Cabot battery: Gilbertson and Mullins; Har-Ber battery: Adams and Rasmussen. W – Gilbertson. L – Adams. Sv – None. HR – None.

Gilbertson, the game's MVP, gave up just one earned run on four hits in seven innings and held down a Har-Ber offense entering the finals coming off of three straight 10-hit games in the state tournament. The Wildcats (22-10) finished with four hits, two off the bat of Caleb Kimbel.

"I knew (the offense) had me," Gilbertson said. "My arm felt real nice and I felt like I was throwing it pretty hard. We're just bringing culture to the town. We're out here making Cabot more than a football school."
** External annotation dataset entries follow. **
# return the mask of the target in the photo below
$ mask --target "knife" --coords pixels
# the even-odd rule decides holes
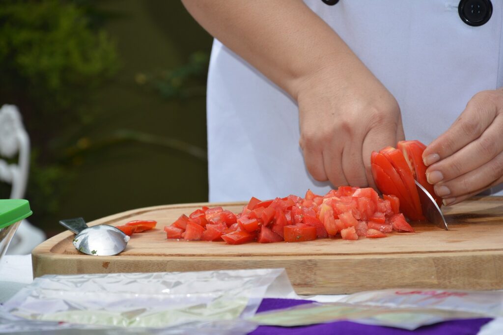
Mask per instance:
[[[433,197],[421,184],[417,183],[417,181],[414,181],[414,182],[415,183],[416,188],[417,189],[419,200],[421,201],[421,208],[425,216],[432,223],[438,227],[443,228],[446,230],[448,230],[447,223],[445,222],[444,214],[440,210],[440,207],[435,202]]]

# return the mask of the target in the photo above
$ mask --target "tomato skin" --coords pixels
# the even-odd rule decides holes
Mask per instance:
[[[393,215],[389,218],[389,221],[394,230],[414,232],[414,228],[405,221],[403,214],[401,213]]]
[[[182,238],[182,235],[184,232],[183,229],[173,225],[166,226],[164,227],[164,231],[166,232],[166,238]]]
[[[255,240],[256,237],[256,233],[248,232],[245,230],[236,230],[222,235],[223,240],[229,244],[241,244],[250,242]]]
[[[128,236],[131,236],[136,232],[136,226],[128,226],[128,225],[123,225],[123,226],[117,226],[116,227],[118,229],[119,229],[121,231],[126,234]]]
[[[273,242],[282,242],[283,237],[278,234],[273,232],[268,227],[262,226],[259,233],[259,238],[257,240],[259,243],[272,243]]]
[[[341,236],[342,236],[343,239],[349,239],[354,241],[358,239],[358,235],[353,226],[345,228],[341,230]]]
[[[316,227],[307,224],[285,226],[283,233],[285,242],[303,242],[316,239]]]
[[[173,222],[172,225],[185,230],[187,228],[187,222],[189,221],[189,217],[185,214],[182,214],[180,217]]]
[[[187,228],[183,234],[184,239],[188,240],[201,239],[203,231],[204,231],[203,227],[189,221],[187,222]]]
[[[141,232],[144,230],[150,230],[155,227],[157,221],[153,220],[135,220],[126,224],[126,226],[134,226],[136,227],[134,232]]]
[[[380,238],[381,237],[385,237],[386,236],[386,234],[383,232],[379,231],[379,230],[369,229],[367,231],[366,236],[367,237],[370,237],[371,238]]]

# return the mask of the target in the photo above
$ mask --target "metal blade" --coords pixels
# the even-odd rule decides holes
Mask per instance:
[[[421,208],[423,209],[423,213],[425,214],[425,216],[432,223],[448,230],[447,223],[445,222],[444,214],[442,214],[438,205],[435,202],[433,197],[421,184],[416,181],[414,181],[415,182],[416,188],[417,189],[419,200],[421,201]]]

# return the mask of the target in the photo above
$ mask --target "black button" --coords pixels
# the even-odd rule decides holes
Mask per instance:
[[[492,4],[490,0],[461,0],[458,13],[463,22],[469,26],[481,26],[491,18]]]
[[[321,1],[331,6],[333,6],[337,3],[339,2],[339,0],[321,0]]]

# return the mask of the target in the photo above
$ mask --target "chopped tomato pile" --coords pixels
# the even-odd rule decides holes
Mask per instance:
[[[423,152],[426,146],[419,141],[401,141],[397,149],[388,146],[371,157],[372,175],[383,194],[392,194],[400,200],[400,210],[411,220],[425,220],[414,180],[433,196],[440,207],[442,199],[435,195],[433,186],[426,180]]]
[[[343,186],[324,196],[308,190],[304,198],[290,195],[261,201],[252,198],[234,214],[221,207],[203,207],[164,227],[167,238],[224,240],[238,244],[300,242],[334,237],[379,238],[393,231],[413,232],[399,212],[394,195],[379,197],[373,189]]]
[[[156,224],[157,221],[153,220],[135,220],[129,221],[123,226],[118,226],[116,228],[120,229],[128,236],[131,236],[134,233],[153,229]]]

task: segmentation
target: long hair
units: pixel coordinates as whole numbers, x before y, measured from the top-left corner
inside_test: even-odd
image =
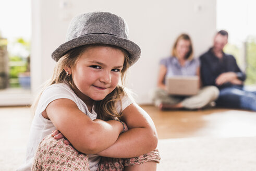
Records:
[[[95,101],[94,103],[95,111],[97,115],[97,118],[104,120],[108,120],[122,116],[122,114],[119,113],[120,111],[117,111],[116,106],[117,105],[121,105],[121,99],[122,97],[128,95],[128,93],[124,89],[124,83],[126,71],[130,66],[129,54],[122,48],[106,44],[90,44],[79,46],[69,50],[62,57],[55,65],[51,78],[45,83],[31,106],[33,114],[35,112],[42,93],[49,86],[63,83],[67,84],[72,90],[75,89],[76,86],[72,77],[67,76],[64,68],[66,66],[70,66],[71,68],[74,67],[77,59],[83,52],[86,51],[88,47],[96,46],[108,46],[119,49],[124,53],[125,56],[124,66],[121,70],[121,82],[118,83],[115,89],[104,99]]]
[[[190,39],[190,37],[187,34],[181,34],[177,38],[175,43],[174,43],[174,44],[173,46],[173,48],[172,50],[172,56],[177,57],[178,54],[177,53],[177,50],[176,50],[177,44],[178,44],[178,42],[180,40],[185,40],[189,41],[190,42],[189,51],[188,51],[188,53],[186,55],[185,59],[188,60],[191,60],[192,59],[193,59],[193,47],[192,45],[192,41]]]

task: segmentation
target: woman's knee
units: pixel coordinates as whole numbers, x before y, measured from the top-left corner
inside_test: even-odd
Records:
[[[213,86],[209,86],[204,87],[202,90],[208,94],[208,95],[211,97],[212,100],[217,99],[220,95],[220,90],[218,89]]]

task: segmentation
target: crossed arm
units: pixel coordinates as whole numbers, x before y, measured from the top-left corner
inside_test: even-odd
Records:
[[[52,102],[43,116],[52,120],[76,150],[83,153],[127,158],[154,150],[157,137],[148,114],[134,104],[123,113],[121,119],[129,130],[120,135],[123,125],[119,121],[92,120],[68,99]]]

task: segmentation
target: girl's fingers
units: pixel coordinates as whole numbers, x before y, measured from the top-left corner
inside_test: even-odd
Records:
[[[66,144],[70,144],[70,142],[69,141],[68,141],[68,140],[65,140],[64,143]]]
[[[56,135],[57,135],[58,133],[59,133],[59,131],[57,129],[55,129],[55,130],[53,131],[52,132],[52,137],[54,137]]]

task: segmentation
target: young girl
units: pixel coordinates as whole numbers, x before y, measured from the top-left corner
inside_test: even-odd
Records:
[[[52,54],[57,64],[36,103],[19,170],[156,170],[154,124],[120,82],[140,56],[128,39],[126,23],[114,14],[72,19],[66,42]],[[56,129],[67,140],[49,135]]]
[[[200,78],[200,62],[193,58],[193,48],[189,36],[180,35],[173,47],[172,56],[160,62],[157,87],[154,93],[155,105],[160,109],[185,108],[198,109],[215,100],[218,89],[214,86],[201,88],[197,94],[189,96],[169,95],[165,84],[165,78],[174,76],[198,76]],[[199,79],[201,85],[201,79]]]

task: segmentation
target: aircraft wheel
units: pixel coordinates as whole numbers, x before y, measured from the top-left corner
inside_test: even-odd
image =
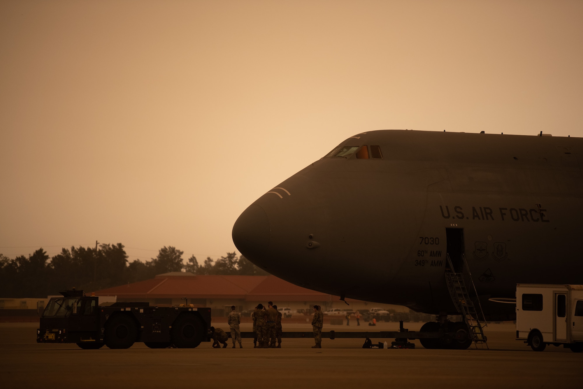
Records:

Cabot, which finished with only three hits, jumped on Har-Ber starting pitcher Blake Adams in the first inning as third baseman Dillon Thomas laced an RBI double to left center. In the second, Adams allowed the first two Panthers to reach and, after a wild pitch and passed ball on consecutive pitches, Bobby Joe Duncan scored to make it a 2-0 game.

But Adams allowed just one hit over his final four innings, sitting the Panthers down in order his last three times to the mound.

"That's not what got us beat," Bradley said of Adams' performance on the mound. "We had a couple of mistakes, the passed ball, we don't execute on defense, but that's part of the game. But a 2-1 game, you can't ask for much more than that in a state championship game."

What will haunt Har-Ber, though, are the seven runners it stranded in the loss. The Wildcats left two on in the second and fourth innings, and one in the third, sixth and seventh innings.

Jacob Williams' sacrifice fly in the fourth brought Caleb Kimbel home for Har-Ber's lone run of the day before Colin Kozak flew out to center, leaving a pair in scoring position with the Wildcats trailing 2-1 and Gilbertson on the ropes.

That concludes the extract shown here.